Aún hay otra sugerencia, mucho más sugerente, valga la redundancia. Tan pagana como las demás pero con un toque épico; medieval, para los carcas y heavymetalero para los menos carcas: el entierro vikingo. Ya saben: guerrero revestido de todas sus armas colocado sobre un drakar que se echa al agua con su vela izada y, cuando se halla a una prudente distancia de la costa, se disparan flechas incendiarias que dan con navío y guerrero en el fondo de la mar, matarile, rile…
La última aparición en la gran pantalla de que yo tengo constancia de esta práctica, es en la ya mencionada Nuestro último verano en Escocia. La película es difícilmente descriptible, porque rezuma, pese a sus muchos puntos positivos, de espíritu posmoderno, a saber: todos los personajes están transidos de la firme creencia de que deben evitar, con todas sus fuerzas, ser felices. Por cierto que esta auto prohibición de la felicidad, combinada con una búsqueda desenfrenada de cualquier placer, con visos de adicción a una droga dura, explica buena parte de nuestra modernidad ambiente. Pero me desvío del tema. En el filme, los tres nietos de Gordie McLeod deben enfrentarse solos al inesperado deceso de su abuelo en plena playa, sabiendo que «los mayores» de la familia, que están todos más o menos completamente pirados, no serán capaces de llegar a un acuerdo razonable sobre qué hacer con él. En particular, como señala el mediano, seguro que no cumplirán la última voluntad del abuelo de ser sepultado a la manera vikinga (N.B. Tengan cuidado con las bromas que hacen delante de los niños). Terminan, por tanto, adoptando la bienintencionada aunque mal comprendida resolución de improvisar un drakar con unos cuantos maderos y bidones vacíos sobre el que colocan al abuelo, para después acercar el todo a la orilla con la ayuda del Land Rover del difunto (que no arde, pero queda más o menos enterrado en la arena).

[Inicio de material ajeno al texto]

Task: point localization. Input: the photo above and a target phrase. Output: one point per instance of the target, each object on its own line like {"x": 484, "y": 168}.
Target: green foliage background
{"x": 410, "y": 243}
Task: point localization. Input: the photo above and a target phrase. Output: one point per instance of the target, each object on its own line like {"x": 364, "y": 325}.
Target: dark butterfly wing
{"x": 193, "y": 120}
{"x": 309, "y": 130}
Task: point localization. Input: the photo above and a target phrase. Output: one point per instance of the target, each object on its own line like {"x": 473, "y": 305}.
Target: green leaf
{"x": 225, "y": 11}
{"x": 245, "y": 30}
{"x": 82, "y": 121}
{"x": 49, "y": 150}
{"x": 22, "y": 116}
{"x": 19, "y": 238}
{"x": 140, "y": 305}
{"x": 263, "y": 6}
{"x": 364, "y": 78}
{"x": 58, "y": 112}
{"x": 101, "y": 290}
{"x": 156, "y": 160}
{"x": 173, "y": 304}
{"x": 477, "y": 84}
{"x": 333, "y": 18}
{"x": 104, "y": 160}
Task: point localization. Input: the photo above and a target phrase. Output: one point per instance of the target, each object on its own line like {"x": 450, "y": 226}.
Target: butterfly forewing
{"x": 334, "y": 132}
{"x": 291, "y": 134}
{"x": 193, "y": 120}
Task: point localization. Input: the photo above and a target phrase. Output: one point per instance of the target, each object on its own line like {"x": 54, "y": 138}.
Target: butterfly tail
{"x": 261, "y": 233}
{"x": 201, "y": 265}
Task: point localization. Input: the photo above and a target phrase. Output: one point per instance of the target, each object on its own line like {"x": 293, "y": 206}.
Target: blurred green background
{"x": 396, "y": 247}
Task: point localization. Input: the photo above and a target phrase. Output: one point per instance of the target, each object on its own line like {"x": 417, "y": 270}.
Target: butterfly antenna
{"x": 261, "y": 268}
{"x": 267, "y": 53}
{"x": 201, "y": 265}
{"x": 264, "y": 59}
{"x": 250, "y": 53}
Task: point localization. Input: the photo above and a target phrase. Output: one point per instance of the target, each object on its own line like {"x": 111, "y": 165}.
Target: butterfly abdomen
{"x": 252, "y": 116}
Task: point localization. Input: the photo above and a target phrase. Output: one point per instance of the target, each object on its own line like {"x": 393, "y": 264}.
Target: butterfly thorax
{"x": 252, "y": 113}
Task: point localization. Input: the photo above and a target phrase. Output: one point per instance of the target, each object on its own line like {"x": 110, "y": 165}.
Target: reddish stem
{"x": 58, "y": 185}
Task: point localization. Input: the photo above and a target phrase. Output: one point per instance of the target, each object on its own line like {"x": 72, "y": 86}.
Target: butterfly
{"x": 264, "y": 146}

Miren, yo tengo muy claro lo que quiero que hagan conmigo cuando doble la servilleta y no es el entierro a la vikinga. Pero me parece muchísimo más decente y digno de ser contado a nuestros descendientes que la incineración. Habría que hacer presión para que el Congreso de los Diputados reconociese nuestro derecho a ser inhumados en una modesta nave con cabeza de sierpe, botada desde alguna blanca caleta mediterránea… Hasta Serrat cantó aquello de: «Si un día para mi mal/ viene a buscarme la Parca/ empujad al mar mi barca/ con un levante otoñal…».
Ya se sabe que los buitres de las pompas fúnebres (que no son los mismos que los de las peñas persas, ojo) vienen pisando la sombra de los médicos que certifican las defunciones en los hospitales; ―según mi experiencia, no tardan más de 2 minutos y 30 segundos en llegar una vez se ha marchado el doctor―. Yo fantaseo con un regocijante futuro en el que veamos escenas de sana competencia empresarial, cuando vengan a llevarse a nuestros muertos, entre los representantes de Pompas Fúnebres Griselda y Necrofastos Wotan, del siguiente tenor:
« ― ¿Urna de acero o de bronce?―dirá el uno.
―¡Quite, quite! –se apresurará a responder el otro― ¿Drakar o Land Rover?»